A noter que si la vitesse de la fusée était de 99 % de la vitesse de la lumière, le voyage aurait duré 8 ans sur terre et seulement 1 an dans la fusée.

Graphique du temps de parcourt en fonction de la distance en année-lumière. La courbe ainsi fabriquée s’appelle la ligne d’univers.

Courbe rouge : à la vitesse de la lumière, une année-lumière est parcourue en une année. C’est la ligne d’univers maximum.

Courbe verte : ligne d’univers du jumeau resté sur terre, qui ne se déplace pas puisque on choisit le référentiel terrestre.

Courbe bleue : ligne d’univers du jumeau de la fusée. La première partie dure 4,5 ans pour lui mais 6 ans pour son frère, car ils ne sont pas dans le même référentiel et que le temps est relatif.
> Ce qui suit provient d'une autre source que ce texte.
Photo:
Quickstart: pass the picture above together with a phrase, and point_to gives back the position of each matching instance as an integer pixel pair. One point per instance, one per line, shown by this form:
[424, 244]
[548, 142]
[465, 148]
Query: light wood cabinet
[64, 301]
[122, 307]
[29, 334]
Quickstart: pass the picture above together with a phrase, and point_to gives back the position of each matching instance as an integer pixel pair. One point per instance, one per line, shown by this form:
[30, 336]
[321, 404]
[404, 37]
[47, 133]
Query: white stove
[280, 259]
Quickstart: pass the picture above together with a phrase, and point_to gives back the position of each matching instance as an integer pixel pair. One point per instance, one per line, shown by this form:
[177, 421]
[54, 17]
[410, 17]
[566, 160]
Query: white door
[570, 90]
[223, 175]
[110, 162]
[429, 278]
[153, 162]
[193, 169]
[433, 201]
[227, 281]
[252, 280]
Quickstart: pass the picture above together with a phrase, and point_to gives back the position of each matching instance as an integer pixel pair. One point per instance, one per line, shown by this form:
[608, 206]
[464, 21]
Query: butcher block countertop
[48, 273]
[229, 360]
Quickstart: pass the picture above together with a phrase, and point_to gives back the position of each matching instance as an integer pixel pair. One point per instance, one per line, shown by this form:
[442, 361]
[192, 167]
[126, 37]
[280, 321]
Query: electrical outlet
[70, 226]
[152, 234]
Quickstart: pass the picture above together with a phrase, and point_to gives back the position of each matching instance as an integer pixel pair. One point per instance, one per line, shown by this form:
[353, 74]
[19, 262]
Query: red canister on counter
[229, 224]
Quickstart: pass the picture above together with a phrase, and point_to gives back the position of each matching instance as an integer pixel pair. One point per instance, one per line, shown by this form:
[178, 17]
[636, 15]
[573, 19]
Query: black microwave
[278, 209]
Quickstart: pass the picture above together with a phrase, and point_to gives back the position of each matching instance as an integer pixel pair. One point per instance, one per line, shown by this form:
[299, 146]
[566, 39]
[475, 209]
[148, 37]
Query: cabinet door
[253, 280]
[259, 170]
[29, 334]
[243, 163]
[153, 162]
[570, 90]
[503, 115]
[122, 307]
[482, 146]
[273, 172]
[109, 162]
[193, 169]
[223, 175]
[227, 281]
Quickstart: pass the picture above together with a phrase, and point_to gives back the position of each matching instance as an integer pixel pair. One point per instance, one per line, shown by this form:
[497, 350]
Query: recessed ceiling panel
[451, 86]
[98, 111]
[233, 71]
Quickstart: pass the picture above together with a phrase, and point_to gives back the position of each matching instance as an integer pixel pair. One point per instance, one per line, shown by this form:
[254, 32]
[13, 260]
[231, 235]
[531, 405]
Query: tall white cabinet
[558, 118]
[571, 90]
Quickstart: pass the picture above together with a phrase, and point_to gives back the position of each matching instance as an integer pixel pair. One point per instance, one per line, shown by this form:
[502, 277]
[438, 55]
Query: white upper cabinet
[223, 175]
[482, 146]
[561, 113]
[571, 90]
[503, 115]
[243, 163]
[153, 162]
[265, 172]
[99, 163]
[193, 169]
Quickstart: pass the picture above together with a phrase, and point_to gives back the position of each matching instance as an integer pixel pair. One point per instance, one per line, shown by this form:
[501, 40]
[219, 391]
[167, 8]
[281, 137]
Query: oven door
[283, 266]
Arrivée à Proxima du centaure, il revient sur terre, en mettant de nouveau 4,5 ans pour lui et 6 ans pour son frère.

Bilan de l’aller-retour : 12 ans pour le jumeau resté sur terre et 9 ans pour celui de la fusée.

On peut effectuer le calcul :

c : vitesse de la lumière = 300 000 km/s Rv : Rapport des vitesses = V/c (si par exemple Rv = 0,8 cela veut dire que la fusée va à 0,8c cad aux 4/5ième de la vitesse la lumière).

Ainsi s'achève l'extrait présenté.